Sunday 8 August 2021

What Dreams May Come

Netflix has been showing a few things recently that I missed the first time around. I was in floods by the end of this one, especially as it focuses on depression and suicide, starring Robin Williams, who himself committed suicide sixteen years later. I thought it was a good movie, so wanted to check out the original book:

What happens to us after we die? Chris Nielsen had no idea, until an unexpected accident cut his life short, separating him from his beloved wife, Annie. Now Chris must discover the true nature of life after death.

But even Heaven is not complete without Annie, and the divided soul mates will do anything to reach each other across the boundaries between life and death. When tragedy threatens to divide them forever, Chris risks his very soul to save Annie from an eternity of despair.

Very interesting stuff.

In some ways, the book and the film are very similar in tone, but in plot they differ in some key details. I'd say this is an example of a story that benefitted from the involvement of other artists and writers. Like Forrest Gump, having a few more creatives on board just helped to flesh out the story a bit and bring it to life. The books in themselves are perfectly good, stand-alone works, but the big screen adaptations have a little extra that just makes them sparkle.

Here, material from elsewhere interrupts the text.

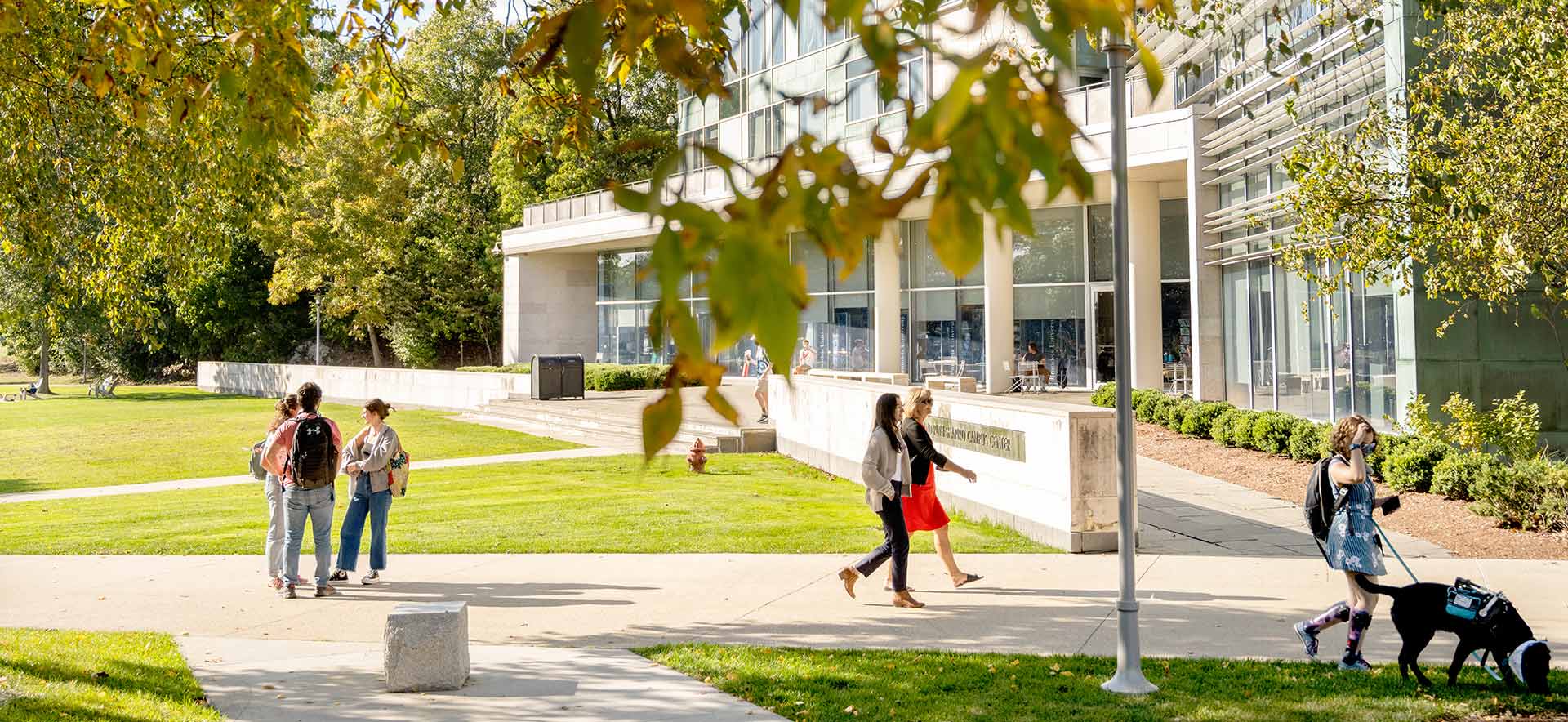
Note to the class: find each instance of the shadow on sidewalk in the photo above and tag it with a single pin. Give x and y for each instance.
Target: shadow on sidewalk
(488, 594)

The book is quite deeply philosophical. It's a telly book (more tell than show), that explains the author's world relating to death, the afterlife and reincarnation. It goes through the mechanics of how it all works. Chris still travels down into the underworld to find Annie, but the ending is a bit different, and there's a whole extra part involving their children which isn't in the book. But, I do think the film worked really well, and I think the book characters needed more to do, because the book is quite focused on one person, and philosophy doesn't translate to the screen so well without action.

The mechanics in the book are compelling in their detail. It focuses a lot on the concept of hell being something we do to ourselves. People go to the Summerland (Heaven) because they can conceive of it. People who have lived an awful life, who have been neglected or abused, or who sink into mental despair and depression, cannot conceive of a way out - of a different state of being - and so they cannot find it.

It's a worthy allegory, however, I found some of its implications a little hard to embrace. We all know that when you're in one particular frame of mind, it's often extremely difficult to imagine being in another frame of mind or behaving differently. It's easy to get stuck in a rut and hard to switch from despondency to enthusiasm. The underlying idea, that those who have suffered the most in life are doomed to continue suffering in the afterlife, is an uncomfortable one. That, to me, is a pretty depressing plot hole.

Annie loses her husband, the love of her life, and can't conceive of living without him, so she kills herself, only to be condemned to live in an absolute shithole for twenty-four years without water, electricity, gas, or pest control (giant tarantulas roaming loose), and even her husband's best efforts can't dig her out of it. 

I don't like that idea very much. Even with the reincarnation angle thrown in at the end. That's still a pretty horrific system. There's an interesting line that goes something like, 'we are not punished for our deeds, our deeds are our punishment,' which I'm still thinking on now. There's a lot in here that gives pause for thought. But if there is an afterlife, I would hope it's slightly kinder than this. 

So, I like the way the film pulled out the morbidity plug on that one, but also the visual effects they threw in. Especially where Chris is playing in the flowers. It was a book begging for beautiful effects at a time when cinema wasn't quite as advanced as it is now. They did a really good job.

So, I did prefer the film over the book, but it's easy to see how the book inspired the film. It's not the most uplifting read, and I've been reading it in tandem with American Psycho, so I'm pretty depressed at the moment. Looking forward to something a little more light hearted.